Crina teneva la contabilità. Imparò in fretta. La sera, dopo che i bambini erano andati a letto, leggeva di contabilità sul vecchio portatile che Radu le aveva portato.
Lui non le dava soldi.
La riteneva responsabile.
Il primo anno fu difficile.
I prezzi dei generi alimentari aumentarono.
Gli animali durante il trasporto si ammalarono.
Il contratto rischiò di saltare.
Radu vendette il suo appartamento a Bucarest.
Si trasferì in una piccola casa vicino alla fattoria.
I giornali economici scrissero che “Sălceanu è impazzita”.
Gli ex soci chiusero i battenti.
Ma in campagna le cose stavano cambiando.
Le case iniziarono ad avere tetti nuovi.
I bambini andavano a scuola con gli zaini comprati con i loro sudati risparmi.
Il negozio in centro non era più indebitato.
Una mattina d’autunno, il primo camion carico di prodotti della loro fattoria partì per Iași.
Sul fianco c’era una semplice scritta:
“Fattoria rurale – Lavoro onesto”.
Crina pianse quando se ne andò.
Non di tristezza.
Di orgoglio.
Due anni dopo, la fattoria era redditizia.

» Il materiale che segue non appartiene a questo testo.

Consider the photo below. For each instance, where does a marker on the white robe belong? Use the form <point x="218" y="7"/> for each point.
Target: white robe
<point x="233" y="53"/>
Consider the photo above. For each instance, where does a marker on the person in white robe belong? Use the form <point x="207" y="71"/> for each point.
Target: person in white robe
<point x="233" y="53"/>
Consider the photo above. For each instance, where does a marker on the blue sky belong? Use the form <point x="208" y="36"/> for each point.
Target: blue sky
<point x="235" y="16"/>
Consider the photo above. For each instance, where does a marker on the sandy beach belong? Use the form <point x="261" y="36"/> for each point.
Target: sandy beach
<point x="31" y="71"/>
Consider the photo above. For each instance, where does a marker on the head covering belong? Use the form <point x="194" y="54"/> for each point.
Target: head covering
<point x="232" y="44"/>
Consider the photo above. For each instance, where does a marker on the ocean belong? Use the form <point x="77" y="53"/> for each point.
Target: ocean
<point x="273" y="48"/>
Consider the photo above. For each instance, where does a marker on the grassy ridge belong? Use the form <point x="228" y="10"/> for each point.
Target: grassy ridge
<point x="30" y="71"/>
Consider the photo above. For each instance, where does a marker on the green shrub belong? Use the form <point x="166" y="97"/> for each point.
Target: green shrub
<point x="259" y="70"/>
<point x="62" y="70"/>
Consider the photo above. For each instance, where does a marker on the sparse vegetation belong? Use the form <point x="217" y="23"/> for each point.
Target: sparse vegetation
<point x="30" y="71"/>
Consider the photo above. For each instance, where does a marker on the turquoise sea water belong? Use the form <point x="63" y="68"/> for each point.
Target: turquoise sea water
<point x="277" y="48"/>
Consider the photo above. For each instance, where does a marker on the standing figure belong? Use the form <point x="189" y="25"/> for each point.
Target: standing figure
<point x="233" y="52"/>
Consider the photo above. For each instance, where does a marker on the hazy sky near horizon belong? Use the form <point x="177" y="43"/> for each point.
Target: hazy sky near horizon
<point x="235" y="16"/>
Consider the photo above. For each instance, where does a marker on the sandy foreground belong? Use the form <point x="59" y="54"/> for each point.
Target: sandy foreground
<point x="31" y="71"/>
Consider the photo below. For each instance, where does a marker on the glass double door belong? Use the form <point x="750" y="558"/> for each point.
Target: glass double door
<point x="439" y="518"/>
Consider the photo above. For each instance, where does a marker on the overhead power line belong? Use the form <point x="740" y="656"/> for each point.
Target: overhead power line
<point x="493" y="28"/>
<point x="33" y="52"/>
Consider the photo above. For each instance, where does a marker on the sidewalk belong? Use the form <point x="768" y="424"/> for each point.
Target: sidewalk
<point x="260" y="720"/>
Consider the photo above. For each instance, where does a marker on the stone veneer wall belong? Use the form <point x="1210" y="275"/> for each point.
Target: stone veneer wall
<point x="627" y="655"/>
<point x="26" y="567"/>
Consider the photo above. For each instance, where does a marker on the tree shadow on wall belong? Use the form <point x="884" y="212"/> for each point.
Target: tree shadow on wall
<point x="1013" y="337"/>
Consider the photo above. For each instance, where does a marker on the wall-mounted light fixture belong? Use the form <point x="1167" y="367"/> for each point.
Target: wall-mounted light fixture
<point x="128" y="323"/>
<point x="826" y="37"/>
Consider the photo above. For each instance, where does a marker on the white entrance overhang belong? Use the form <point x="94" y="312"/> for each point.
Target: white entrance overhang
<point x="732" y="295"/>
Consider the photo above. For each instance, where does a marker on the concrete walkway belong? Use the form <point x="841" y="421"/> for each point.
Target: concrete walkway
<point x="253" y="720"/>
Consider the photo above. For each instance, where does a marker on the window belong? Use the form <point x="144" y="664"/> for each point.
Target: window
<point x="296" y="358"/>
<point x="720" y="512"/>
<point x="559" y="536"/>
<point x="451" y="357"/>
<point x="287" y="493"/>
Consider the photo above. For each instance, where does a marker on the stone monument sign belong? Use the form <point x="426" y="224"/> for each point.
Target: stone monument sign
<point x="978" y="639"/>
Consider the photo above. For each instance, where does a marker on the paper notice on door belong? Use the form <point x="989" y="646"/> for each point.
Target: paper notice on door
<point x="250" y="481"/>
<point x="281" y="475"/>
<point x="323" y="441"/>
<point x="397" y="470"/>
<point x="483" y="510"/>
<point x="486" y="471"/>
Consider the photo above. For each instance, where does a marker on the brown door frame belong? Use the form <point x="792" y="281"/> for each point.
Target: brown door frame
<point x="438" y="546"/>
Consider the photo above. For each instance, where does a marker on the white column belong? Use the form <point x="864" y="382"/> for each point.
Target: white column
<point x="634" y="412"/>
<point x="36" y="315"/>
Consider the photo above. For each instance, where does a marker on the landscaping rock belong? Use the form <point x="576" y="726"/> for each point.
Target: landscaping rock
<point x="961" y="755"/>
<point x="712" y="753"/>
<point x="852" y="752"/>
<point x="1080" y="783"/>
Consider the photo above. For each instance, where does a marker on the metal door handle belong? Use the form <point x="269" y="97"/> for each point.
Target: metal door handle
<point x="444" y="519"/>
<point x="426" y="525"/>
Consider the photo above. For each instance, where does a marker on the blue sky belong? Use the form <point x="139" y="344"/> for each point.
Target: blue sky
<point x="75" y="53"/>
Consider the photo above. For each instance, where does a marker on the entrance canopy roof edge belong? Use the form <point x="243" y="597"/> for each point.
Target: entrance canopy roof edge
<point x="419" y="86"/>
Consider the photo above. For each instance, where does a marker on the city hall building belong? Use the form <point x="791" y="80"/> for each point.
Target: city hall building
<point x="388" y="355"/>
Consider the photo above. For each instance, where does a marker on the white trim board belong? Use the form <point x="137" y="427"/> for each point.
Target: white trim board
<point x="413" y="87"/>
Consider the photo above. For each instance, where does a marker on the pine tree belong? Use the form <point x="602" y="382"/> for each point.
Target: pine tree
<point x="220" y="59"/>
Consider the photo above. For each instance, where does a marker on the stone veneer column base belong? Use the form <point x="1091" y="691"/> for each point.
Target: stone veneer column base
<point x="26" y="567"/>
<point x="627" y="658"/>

Non milioni da un giorno all’altro.
Ma in modo costante.
Sano.
Una sera, il villaggio organizzò una festa in cortile. Niente lussi. Niente fronzoli inutili.
Barbecue.
Musica popolare.
Bambini che correvano tra le balle di paglia.
Il sindaco voleva fare un discorso.
Radu lo interruppe.
“Io non conto qui.”
Chiamò Ionuța davanti a sé.
“Lui è il futuro. E tutti i bambini qui.”
Crina gli stava accanto.
Non come una donna redenta.
Ma come una compagna.
Mentre calava la sera e si accendevano le luci del cortile, Radu si guardò intorno.

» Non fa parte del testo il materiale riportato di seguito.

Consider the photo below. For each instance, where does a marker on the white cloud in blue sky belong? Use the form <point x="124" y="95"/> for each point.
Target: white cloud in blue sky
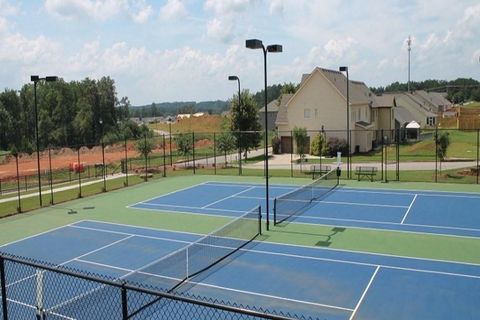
<point x="185" y="49"/>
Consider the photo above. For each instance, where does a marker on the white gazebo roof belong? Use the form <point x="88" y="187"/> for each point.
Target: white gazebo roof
<point x="413" y="125"/>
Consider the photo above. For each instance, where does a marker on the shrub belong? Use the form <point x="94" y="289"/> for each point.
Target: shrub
<point x="335" y="145"/>
<point x="276" y="143"/>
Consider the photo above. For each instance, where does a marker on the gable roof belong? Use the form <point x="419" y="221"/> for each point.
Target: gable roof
<point x="359" y="93"/>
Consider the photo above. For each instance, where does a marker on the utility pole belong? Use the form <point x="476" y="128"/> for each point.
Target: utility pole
<point x="409" y="44"/>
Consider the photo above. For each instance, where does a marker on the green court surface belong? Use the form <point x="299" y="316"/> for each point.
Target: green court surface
<point x="112" y="207"/>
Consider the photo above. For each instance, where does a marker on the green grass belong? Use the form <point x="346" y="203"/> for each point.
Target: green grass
<point x="112" y="207"/>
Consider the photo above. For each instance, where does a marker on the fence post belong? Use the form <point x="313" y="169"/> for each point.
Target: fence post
<point x="126" y="162"/>
<point x="51" y="175"/>
<point x="19" y="207"/>
<point x="291" y="154"/>
<point x="164" y="164"/>
<point x="104" y="169"/>
<point x="214" y="154"/>
<point x="193" y="149"/>
<point x="383" y="152"/>
<point x="4" y="288"/>
<point x="79" y="171"/>
<point x="124" y="302"/>
<point x="436" y="153"/>
<point x="478" y="146"/>
<point x="146" y="157"/>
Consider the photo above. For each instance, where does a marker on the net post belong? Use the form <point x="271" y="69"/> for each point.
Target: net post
<point x="275" y="211"/>
<point x="124" y="302"/>
<point x="4" y="288"/>
<point x="39" y="296"/>
<point x="260" y="220"/>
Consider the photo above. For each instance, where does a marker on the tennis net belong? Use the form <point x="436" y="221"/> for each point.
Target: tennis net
<point x="299" y="200"/>
<point x="170" y="272"/>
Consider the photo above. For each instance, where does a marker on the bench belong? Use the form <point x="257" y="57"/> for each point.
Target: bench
<point x="364" y="171"/>
<point x="318" y="170"/>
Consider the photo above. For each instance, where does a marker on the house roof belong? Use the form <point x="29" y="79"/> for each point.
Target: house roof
<point x="402" y="115"/>
<point x="385" y="101"/>
<point x="282" y="108"/>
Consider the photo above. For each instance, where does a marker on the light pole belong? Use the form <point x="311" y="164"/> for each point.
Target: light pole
<point x="35" y="79"/>
<point x="103" y="156"/>
<point x="349" y="160"/>
<point x="233" y="78"/>
<point x="258" y="44"/>
<point x="169" y="119"/>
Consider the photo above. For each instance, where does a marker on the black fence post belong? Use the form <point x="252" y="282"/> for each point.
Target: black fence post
<point x="79" y="172"/>
<point x="383" y="153"/>
<point x="291" y="154"/>
<point x="146" y="157"/>
<point x="436" y="154"/>
<point x="193" y="150"/>
<point x="214" y="153"/>
<point x="3" y="288"/>
<point x="51" y="175"/>
<point x="126" y="162"/>
<point x="478" y="147"/>
<point x="164" y="164"/>
<point x="124" y="302"/>
<point x="19" y="206"/>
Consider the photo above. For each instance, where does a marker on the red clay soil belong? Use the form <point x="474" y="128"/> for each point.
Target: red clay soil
<point x="62" y="158"/>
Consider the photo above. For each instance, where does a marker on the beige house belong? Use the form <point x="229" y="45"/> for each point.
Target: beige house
<point x="320" y="103"/>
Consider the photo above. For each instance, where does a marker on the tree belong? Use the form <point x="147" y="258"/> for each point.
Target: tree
<point x="184" y="144"/>
<point x="226" y="143"/>
<point x="301" y="138"/>
<point x="442" y="142"/>
<point x="318" y="145"/>
<point x="244" y="122"/>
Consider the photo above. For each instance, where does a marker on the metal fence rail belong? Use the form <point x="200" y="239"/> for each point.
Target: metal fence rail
<point x="32" y="289"/>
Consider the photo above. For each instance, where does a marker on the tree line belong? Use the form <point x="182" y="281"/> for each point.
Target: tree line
<point x="69" y="114"/>
<point x="458" y="91"/>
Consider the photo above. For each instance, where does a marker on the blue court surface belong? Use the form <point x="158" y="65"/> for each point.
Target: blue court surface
<point x="446" y="213"/>
<point x="312" y="282"/>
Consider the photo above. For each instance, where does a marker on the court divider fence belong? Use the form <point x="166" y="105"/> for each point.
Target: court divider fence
<point x="38" y="290"/>
<point x="421" y="155"/>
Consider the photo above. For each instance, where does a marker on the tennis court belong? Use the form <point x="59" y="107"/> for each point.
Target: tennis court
<point x="302" y="281"/>
<point x="447" y="213"/>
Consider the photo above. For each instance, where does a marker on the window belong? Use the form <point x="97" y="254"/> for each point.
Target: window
<point x="306" y="113"/>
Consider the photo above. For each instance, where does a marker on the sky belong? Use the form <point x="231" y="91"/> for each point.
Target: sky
<point x="184" y="50"/>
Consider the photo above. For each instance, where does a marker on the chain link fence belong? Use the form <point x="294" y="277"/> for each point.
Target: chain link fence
<point x="36" y="290"/>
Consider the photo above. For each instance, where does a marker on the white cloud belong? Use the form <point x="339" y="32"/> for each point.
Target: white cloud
<point x="81" y="9"/>
<point x="222" y="7"/>
<point x="338" y="48"/>
<point x="141" y="11"/>
<point x="222" y="30"/>
<point x="172" y="10"/>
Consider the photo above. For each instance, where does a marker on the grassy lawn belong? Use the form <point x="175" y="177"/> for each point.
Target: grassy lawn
<point x="211" y="123"/>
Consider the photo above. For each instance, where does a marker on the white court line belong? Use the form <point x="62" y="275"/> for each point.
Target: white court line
<point x="187" y="207"/>
<point x="408" y="210"/>
<point x="301" y="246"/>
<point x="364" y="293"/>
<point x="342" y="261"/>
<point x="231" y="196"/>
<point x="166" y="194"/>
<point x="202" y="284"/>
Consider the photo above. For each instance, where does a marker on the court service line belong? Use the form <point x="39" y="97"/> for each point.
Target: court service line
<point x="344" y="261"/>
<point x="292" y="245"/>
<point x="231" y="196"/>
<point x="185" y="207"/>
<point x="408" y="210"/>
<point x="167" y="194"/>
<point x="139" y="270"/>
<point x="364" y="294"/>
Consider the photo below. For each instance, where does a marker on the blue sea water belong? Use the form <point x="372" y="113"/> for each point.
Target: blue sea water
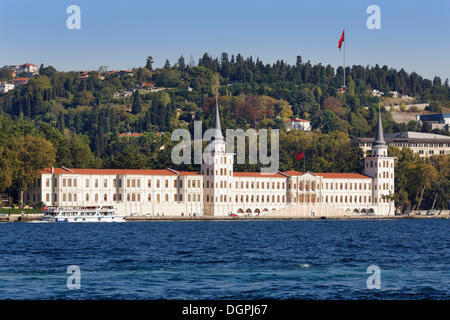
<point x="323" y="259"/>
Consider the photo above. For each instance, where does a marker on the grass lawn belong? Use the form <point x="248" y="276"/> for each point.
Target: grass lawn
<point x="18" y="211"/>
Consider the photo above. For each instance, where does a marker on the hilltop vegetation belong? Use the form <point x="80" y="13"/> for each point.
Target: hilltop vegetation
<point x="81" y="115"/>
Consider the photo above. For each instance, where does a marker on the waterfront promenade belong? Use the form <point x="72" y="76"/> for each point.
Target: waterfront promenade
<point x="440" y="214"/>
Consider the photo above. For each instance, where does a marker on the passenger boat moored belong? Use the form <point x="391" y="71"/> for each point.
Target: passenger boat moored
<point x="81" y="214"/>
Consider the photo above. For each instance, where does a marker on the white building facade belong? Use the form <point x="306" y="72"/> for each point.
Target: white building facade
<point x="298" y="124"/>
<point x="219" y="191"/>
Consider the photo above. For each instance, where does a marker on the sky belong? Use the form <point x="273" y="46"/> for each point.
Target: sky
<point x="414" y="35"/>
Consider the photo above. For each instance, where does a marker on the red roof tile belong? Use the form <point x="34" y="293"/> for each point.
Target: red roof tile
<point x="342" y="175"/>
<point x="297" y="119"/>
<point x="150" y="172"/>
<point x="258" y="175"/>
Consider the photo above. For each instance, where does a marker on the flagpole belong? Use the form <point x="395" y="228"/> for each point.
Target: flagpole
<point x="304" y="163"/>
<point x="344" y="58"/>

Non aveva più un appartamento lussuoso.
Non aveva più soci influenti.
Non riceveva più inviti in ristoranti di lusso.
Le sue mani erano callose.
I suoi stivali erano pieni di fango.
C’erano persone che lo salutavano per nome, non per soldi.
Aveva anche una famiglia che non portava il suo cognome, ma lo aspettava a tavola.

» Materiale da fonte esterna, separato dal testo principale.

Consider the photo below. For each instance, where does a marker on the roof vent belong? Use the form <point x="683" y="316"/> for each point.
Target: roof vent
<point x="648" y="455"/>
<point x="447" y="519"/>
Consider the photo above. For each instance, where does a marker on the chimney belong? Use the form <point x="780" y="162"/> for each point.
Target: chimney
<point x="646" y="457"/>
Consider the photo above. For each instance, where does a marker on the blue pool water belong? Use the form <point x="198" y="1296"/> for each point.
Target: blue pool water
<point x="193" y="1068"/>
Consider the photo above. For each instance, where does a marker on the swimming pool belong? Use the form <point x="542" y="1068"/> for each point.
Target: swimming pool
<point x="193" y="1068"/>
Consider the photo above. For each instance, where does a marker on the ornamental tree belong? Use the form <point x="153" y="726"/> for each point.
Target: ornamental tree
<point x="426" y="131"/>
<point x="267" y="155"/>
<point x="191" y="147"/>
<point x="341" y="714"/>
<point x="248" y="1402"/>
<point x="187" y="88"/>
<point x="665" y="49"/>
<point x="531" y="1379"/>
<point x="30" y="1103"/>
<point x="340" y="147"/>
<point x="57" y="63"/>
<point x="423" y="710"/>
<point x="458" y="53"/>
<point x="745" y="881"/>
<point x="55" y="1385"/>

Crina gli si avvicinò e gli disse a bassa voce:
“Hai perso il tuo mondo… ma hai guadagnato quello vero.”
Radu sorrise.
Finalmente, il vuoto nel suo petto scomparve.
Non perché avesse salvato qualcuno.
Ma perché in un villaggio dimenticato dal mondo, aveva imparato cosa significasse essere umano.